The overall serenity and detachment of the largely agrarian town of Gaibandha makes for an unlikely harbour of widespread scientific endeavour. Yet if one were to visit the town, it would be difficult not to notice the town's burgeoning community of science enthusiasts. More than 55 science clubs have cropped up here, and with over 500 members, their significance to the community of Gainbandha are becoming increasingly apparent. In fact, the significance of the contributions they are making toward society is such that more than 20 of the members have received research grants and R&D (Research and Development) fellowships from the Ministry of Science and Information Communications Technology for their respective research projects. Remarkably, all of these budding researchers are either students or recent graduates and none have formal scientific education or training.

This intensity of scientific activity, and that too in such unexpected quarters, would surprise many of us. But for Omar Azad Chowdhury, this is just the fruit of years of labour and single-minded dedication that made it possible to promote science to the school children of Gaibandha. Omar Azad Chowdhury, an educator and successful inventor, has worked relentlessly for over a decade to eliminate “science phobia” and to promote the sciences as subjects that are not only practical, but also, if taught properly, entertaining. He has developed teaching aids and a hands-on method that makes science fun for children, motivating them to better understand it for its own sake and not just to meet academic requirements. The goal is to help the children use science as a tool through which they can ultimately make significant contributions to the socio-economic development of their communities. The effectiveness of his method is self-evident. One only needs to look at the current state of Gaibandha with its bustling science clubs for confirmation.

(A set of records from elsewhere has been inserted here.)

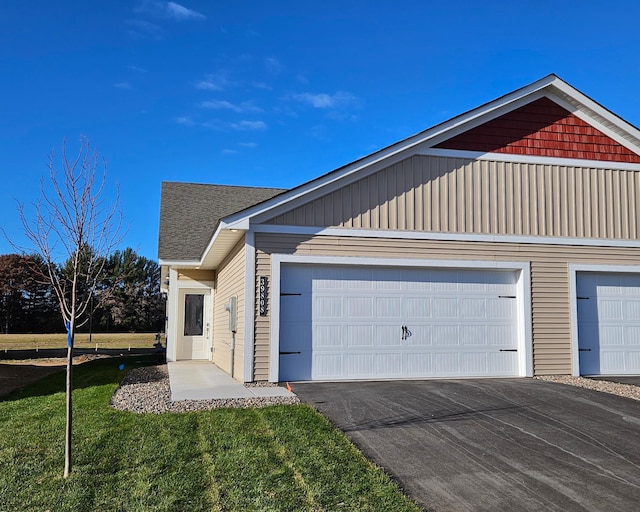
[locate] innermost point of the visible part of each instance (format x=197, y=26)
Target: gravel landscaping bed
x=613, y=388
x=147, y=389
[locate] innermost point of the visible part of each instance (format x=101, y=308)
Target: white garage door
x=371, y=323
x=608, y=323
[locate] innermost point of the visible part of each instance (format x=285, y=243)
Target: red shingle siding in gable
x=542, y=128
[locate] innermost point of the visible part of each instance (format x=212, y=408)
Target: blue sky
x=274, y=93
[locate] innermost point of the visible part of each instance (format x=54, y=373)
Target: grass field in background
x=281, y=458
x=103, y=340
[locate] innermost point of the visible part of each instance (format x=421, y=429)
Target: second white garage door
x=341, y=323
x=608, y=323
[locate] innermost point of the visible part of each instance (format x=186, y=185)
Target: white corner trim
x=525, y=338
x=528, y=159
x=449, y=237
x=574, y=269
x=249, y=304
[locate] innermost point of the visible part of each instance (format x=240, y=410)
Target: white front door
x=608, y=323
x=194, y=325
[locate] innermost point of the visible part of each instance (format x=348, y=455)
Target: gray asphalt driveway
x=494, y=445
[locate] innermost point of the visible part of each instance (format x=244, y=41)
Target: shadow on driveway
x=494, y=445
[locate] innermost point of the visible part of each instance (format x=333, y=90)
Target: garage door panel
x=446, y=307
x=501, y=308
x=389, y=307
x=329, y=336
x=445, y=335
x=473, y=308
x=327, y=307
x=295, y=307
x=417, y=308
x=360, y=307
x=387, y=336
x=361, y=336
x=360, y=365
x=409, y=323
x=388, y=364
x=420, y=336
x=327, y=366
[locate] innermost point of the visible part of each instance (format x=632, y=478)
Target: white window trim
x=574, y=269
x=525, y=346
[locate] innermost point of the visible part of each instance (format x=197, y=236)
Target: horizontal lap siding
x=549, y=280
x=230, y=283
x=428, y=193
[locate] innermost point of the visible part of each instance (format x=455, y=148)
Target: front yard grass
x=270, y=459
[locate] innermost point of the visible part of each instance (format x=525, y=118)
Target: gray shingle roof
x=190, y=213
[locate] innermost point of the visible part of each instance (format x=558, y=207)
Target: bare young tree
x=73, y=224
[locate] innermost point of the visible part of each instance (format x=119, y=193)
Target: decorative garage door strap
x=406, y=332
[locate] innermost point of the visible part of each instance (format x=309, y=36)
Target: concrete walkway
x=203, y=380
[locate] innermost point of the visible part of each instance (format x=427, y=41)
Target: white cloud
x=170, y=10
x=144, y=29
x=272, y=65
x=181, y=13
x=212, y=83
x=185, y=121
x=249, y=125
x=326, y=101
x=137, y=69
x=245, y=106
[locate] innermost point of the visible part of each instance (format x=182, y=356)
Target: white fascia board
x=528, y=159
x=180, y=263
x=599, y=117
x=449, y=237
x=595, y=108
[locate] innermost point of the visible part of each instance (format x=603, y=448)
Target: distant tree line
x=129, y=296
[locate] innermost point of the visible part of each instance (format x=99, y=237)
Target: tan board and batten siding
x=230, y=282
x=451, y=195
x=454, y=195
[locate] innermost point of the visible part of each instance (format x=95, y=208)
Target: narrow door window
x=193, y=314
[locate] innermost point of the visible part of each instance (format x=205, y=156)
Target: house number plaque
x=264, y=281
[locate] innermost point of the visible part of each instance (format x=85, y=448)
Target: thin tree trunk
x=67, y=440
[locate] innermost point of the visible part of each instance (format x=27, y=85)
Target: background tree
x=134, y=302
x=25, y=300
x=72, y=223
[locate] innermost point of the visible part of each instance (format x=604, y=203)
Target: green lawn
x=121, y=340
x=275, y=458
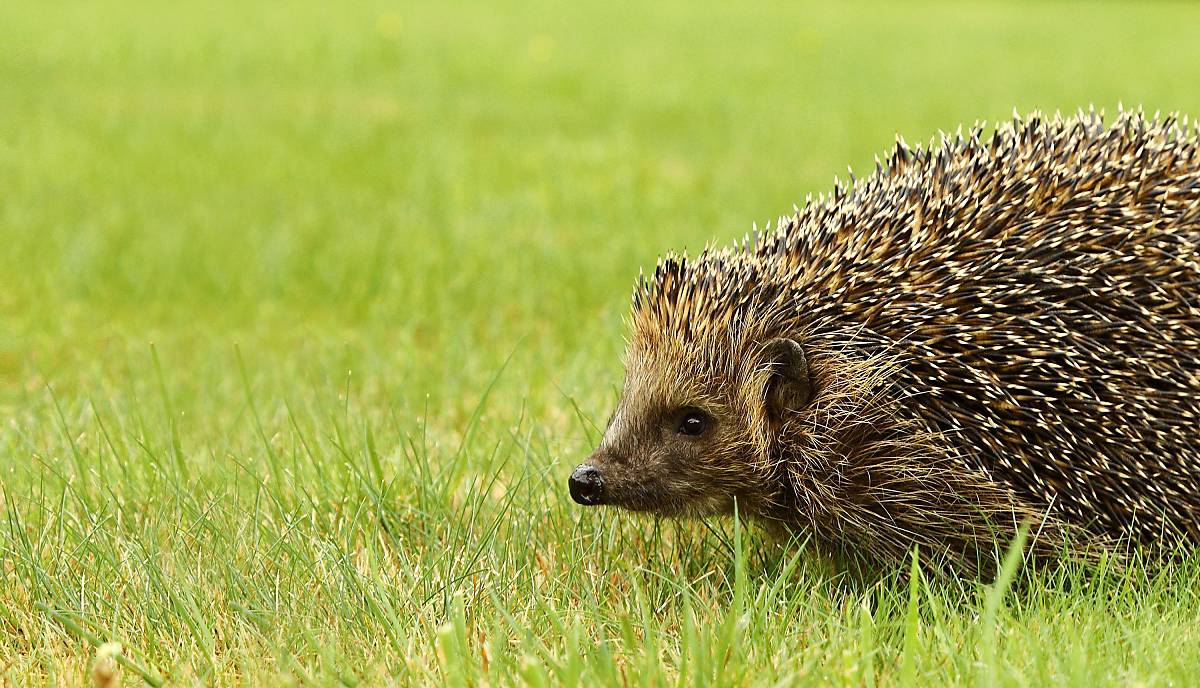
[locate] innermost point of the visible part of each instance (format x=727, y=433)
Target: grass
x=306, y=312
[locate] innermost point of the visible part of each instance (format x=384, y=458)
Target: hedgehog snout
x=586, y=485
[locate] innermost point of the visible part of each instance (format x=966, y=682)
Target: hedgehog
x=997, y=329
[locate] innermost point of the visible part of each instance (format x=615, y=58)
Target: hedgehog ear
x=791, y=386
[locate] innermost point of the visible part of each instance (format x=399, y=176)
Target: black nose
x=587, y=486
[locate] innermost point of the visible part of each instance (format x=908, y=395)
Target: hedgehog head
x=690, y=435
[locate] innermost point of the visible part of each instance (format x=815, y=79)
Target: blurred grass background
x=306, y=310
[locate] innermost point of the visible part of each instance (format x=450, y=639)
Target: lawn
x=307, y=310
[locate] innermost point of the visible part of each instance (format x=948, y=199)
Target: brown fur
x=1000, y=330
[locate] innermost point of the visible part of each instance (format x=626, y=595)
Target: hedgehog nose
x=586, y=484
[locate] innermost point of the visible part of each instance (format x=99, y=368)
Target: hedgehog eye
x=693, y=423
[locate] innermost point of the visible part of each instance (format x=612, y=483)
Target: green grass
x=306, y=312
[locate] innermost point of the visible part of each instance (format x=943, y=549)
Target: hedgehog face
x=667, y=454
x=683, y=438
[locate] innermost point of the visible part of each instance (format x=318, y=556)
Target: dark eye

Omar Azad Chowdhury grew up in the northern district of Gaibanda. From an early age he developed an interest and aptitude for inventing; his first gadget was a slide projector built when he was still in second grade. His role model was his uncle who was himself a social innovator and organiser. His uncle worked to organise small cottage industries to help the poor, the destitute to become self-reliant. He would organise women into groups to produce their own yarn from cotton on a commercial basis. He established a handloom factory in an abandoned house and trained unemployed youth to produce textiles and different textile products for sale, and would distribute seeds to farmers for cultivating cotton. His uncle was the only person of his family to encourage his fascination of science, and would regularly provide him with financial assistance for his research work. His uncle's work greatly influenced Mr. Chowdhury, and had fostered in him a strong sense of commitment towards society and a constant drive for innovation.

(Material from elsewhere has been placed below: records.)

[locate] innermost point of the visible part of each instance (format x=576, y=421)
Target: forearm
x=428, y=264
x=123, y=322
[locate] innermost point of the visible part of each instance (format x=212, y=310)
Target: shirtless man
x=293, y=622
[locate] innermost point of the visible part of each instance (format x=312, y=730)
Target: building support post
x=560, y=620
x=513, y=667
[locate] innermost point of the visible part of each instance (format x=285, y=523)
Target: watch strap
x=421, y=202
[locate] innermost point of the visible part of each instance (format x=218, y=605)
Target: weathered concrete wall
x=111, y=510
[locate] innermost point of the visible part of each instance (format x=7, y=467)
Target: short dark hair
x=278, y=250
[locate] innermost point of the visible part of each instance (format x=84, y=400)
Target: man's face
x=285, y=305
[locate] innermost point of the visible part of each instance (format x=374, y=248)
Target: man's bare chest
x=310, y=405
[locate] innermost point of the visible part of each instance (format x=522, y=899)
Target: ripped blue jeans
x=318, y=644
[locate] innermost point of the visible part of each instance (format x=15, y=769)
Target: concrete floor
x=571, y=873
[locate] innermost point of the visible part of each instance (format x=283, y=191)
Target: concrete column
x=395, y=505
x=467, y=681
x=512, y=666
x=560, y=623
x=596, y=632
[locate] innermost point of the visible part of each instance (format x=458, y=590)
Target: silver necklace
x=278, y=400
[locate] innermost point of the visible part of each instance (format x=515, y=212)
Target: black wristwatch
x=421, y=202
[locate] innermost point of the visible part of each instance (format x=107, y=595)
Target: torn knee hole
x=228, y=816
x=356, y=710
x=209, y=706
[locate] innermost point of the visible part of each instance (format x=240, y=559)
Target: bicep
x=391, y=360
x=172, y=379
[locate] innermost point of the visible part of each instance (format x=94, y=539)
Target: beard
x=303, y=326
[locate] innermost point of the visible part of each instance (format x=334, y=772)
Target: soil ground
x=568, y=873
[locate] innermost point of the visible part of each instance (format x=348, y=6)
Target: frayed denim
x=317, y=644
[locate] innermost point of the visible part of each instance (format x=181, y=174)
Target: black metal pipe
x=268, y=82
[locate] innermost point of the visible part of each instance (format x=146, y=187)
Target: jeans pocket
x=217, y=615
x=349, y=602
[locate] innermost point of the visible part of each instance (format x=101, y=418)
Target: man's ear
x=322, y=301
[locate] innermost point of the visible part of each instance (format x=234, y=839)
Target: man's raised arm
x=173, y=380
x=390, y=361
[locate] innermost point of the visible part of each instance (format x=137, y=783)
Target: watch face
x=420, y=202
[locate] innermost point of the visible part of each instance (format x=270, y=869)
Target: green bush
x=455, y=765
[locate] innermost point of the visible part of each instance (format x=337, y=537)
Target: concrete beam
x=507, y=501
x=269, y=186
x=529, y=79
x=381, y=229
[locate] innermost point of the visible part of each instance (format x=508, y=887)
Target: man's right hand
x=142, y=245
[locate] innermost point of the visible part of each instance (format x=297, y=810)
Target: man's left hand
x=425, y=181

After completing his secondary school certification, Mr. Chowdhury entered a diploma engineering programme at a college in the neighbouring district of Rangpur. However, he was forced to drop out because of financial difficulties, and due to provisions barring students from re-entering the system two years after passing SSC. He later went on to finish his higher secondary certification.

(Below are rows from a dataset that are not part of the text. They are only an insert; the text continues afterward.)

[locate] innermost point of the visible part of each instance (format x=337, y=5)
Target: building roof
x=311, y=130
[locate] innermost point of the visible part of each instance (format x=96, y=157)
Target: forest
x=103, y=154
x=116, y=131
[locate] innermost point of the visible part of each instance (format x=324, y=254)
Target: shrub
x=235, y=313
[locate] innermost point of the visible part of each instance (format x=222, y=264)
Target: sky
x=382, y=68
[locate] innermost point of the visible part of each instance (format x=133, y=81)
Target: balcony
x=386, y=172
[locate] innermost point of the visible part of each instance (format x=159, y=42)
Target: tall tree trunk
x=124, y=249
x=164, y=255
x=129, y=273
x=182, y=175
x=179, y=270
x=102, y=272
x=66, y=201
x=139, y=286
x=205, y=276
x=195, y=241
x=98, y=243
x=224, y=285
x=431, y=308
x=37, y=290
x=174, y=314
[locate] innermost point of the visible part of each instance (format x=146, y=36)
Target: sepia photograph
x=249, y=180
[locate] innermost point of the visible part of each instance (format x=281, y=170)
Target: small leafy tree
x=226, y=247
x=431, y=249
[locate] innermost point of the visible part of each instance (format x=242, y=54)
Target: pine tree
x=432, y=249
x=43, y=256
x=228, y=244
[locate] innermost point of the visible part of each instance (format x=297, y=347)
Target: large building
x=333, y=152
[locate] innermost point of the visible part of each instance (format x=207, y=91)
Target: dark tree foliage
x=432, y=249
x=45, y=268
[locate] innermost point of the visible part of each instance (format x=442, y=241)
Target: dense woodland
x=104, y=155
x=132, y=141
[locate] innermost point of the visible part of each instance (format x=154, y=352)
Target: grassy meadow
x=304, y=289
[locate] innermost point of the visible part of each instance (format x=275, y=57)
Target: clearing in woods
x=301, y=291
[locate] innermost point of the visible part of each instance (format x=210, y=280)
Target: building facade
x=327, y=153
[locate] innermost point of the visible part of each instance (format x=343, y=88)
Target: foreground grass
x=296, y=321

He began his professional life with poultry farming. Finding the incubators sold at the local markets inadequate, Mr. Chowdhury began to work on inventing and manufacturing a better model. Success in this project landed him the President's award in 1995. Mr. Chowdhury's knack for fixing and inventing things started attracting young students. He saw their fascination with gadgets, and their eagerness to invent, and started teaching and informing them about different machines and gadgets. He also observed that though many of them were science students, the fundementals of their learnings were generally very weak. Up until that point, his work with the youth was mainly for his own enjoyment, but now, recognising an opportunity to make a contribution, he decided to jump in.

His idea was simple. From experience, he observed that children develop a fear of science from a very early age. The education system of Bangladesh being so rigid, teachers do not have the freedom to adapt their materials or methods to the needs of individual students, nor does the system give them any incentive to do so. The rush to complete the syllabus in order to prepare students for board exams leaves little room for experimentation in teaching methods and as a result, schools do not foster creativity but instead direct students to abstractly memorize facts. Because the curriculum moves swiftly, students can easily fall behind, a common occurrence, one that severly undermines their academic experience. This is particularly true for girls and rural students, where fear of failure leads to high rates and drop-outs.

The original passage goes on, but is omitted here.